Strange's accessories include a large chunk of pavement, several books, and two signed Certificates of Sanity: one for Oswald Cobblepot, and one for Barbara Kean. The red and green books are just single molded pieces, but the brown one with the fancy gold embellishments on the cover actually hinges open, so you can learn about the Order of St. Dumas. If you buy the direct market version of this figure, he comes with his brainwashing chair and his glasses, but this one came from Toys Я Us, so that's all he had.

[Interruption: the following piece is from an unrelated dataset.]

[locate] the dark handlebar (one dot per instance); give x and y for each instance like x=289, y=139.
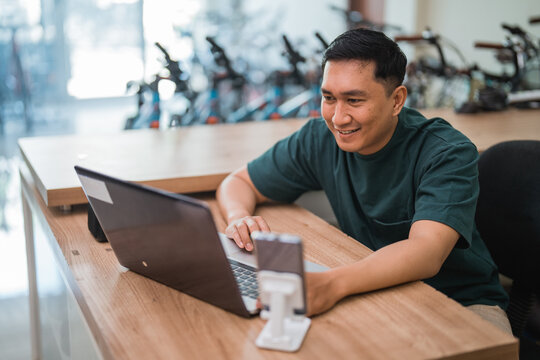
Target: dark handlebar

Hugo Strange is under-represented when it comes to action figures: there was a DC Direct Batman figure that came with an alternate Hugo head, an exclusive at SDCC 2013, and now this. Mattel's got a suit body they love to reuse for every damn thing, but they never made him? He may not be as flashy as the other villains, but he was one of Batman's first recurring foes, and figured out Bruce Wayne's secret identity all on his own. The only thing wrong with this figure is that it doesn't include his glasses, but that's an easy fix.